We snapped that third photo of Emily and her precious sister Mary over Christmas break last month. In 2 months, Mary will turn 5. Emily is now an adult at 18, at least by one definition of the word. She told me she feels bittersweet that these little ones are growing up so fast, and she is now gone from Africa and missing it. I nodded at the irony, then swallowed the lump in my throat and put her on a plane to California a week later.
I have wanted Emily and Will to be unafraid of loving people like Mary with their whole hearts, in spite of knowing that they cannot remain with them, because that is the way things will often be. We cannot hold on to time, people, or places forever. God has not called us to certainty, to control, to safety, but to faith as we live and love others. That is dangerous, a bit emotionally risky, and leaves us with a groaning in our spirit at times. Jesus lived this way – heart wide-open, tears mixed with blood, willing to die for love. There was no holding back with Him.

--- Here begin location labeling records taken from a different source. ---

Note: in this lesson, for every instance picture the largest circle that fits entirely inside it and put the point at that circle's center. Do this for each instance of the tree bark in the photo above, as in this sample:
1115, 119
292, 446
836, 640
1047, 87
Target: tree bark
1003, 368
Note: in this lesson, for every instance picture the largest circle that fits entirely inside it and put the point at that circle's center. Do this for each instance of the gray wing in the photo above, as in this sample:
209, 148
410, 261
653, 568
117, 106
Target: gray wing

My eyes now scan those three images that document 4 years time and see that she got the message – “Give your love away freely!” I hope the echo of those photos remains in my heart, like a reward when I miss Emily. From what we have sensed in talking to her, she continues to be a source of genuine friendship and love to so many in her new life at college. I have watched Will learn to serve and love and can see the same in him.

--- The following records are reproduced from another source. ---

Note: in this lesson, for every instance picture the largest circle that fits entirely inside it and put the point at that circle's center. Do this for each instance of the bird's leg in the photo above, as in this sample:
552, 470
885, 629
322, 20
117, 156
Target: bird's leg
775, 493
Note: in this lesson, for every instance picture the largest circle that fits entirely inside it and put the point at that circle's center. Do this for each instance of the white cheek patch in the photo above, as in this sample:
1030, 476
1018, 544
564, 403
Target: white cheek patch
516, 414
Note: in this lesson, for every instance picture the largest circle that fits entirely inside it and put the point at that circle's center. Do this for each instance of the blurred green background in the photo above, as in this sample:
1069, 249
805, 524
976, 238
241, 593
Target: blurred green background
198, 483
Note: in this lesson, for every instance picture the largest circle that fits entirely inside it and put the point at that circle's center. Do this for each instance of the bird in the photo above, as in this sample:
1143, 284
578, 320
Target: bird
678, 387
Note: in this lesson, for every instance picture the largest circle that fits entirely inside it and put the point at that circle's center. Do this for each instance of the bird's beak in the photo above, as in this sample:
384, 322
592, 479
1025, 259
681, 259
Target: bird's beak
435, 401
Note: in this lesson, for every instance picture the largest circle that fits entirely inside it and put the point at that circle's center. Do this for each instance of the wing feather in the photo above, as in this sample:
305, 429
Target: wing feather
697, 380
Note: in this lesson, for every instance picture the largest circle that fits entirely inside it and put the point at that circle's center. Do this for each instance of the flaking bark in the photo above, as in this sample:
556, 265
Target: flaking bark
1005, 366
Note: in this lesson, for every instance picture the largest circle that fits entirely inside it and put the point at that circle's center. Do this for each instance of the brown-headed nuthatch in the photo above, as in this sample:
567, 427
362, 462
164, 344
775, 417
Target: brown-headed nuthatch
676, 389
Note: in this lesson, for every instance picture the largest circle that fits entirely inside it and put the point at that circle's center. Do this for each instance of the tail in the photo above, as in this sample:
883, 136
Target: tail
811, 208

I also believe Mary G will grow up, nurtured to love that way, despite her tiny start. I hope all 65 of our kids at Naomi’s Village and our team are learning to give and receive that kind of love. And I pray that if you are busy loving someone right now, you will feel less afraid about the cost to your own heart today, or on some future day when the goodbyes come, as they surely will. Because love gathers up in those we have loved, and leaves unmistakable ripples on the surface of time, and though that time will disappear, the ripples will surely not. They will live on, carried by flesh and blood, refusing to be crushed by darkening currents of cynicism and hopelessness all around.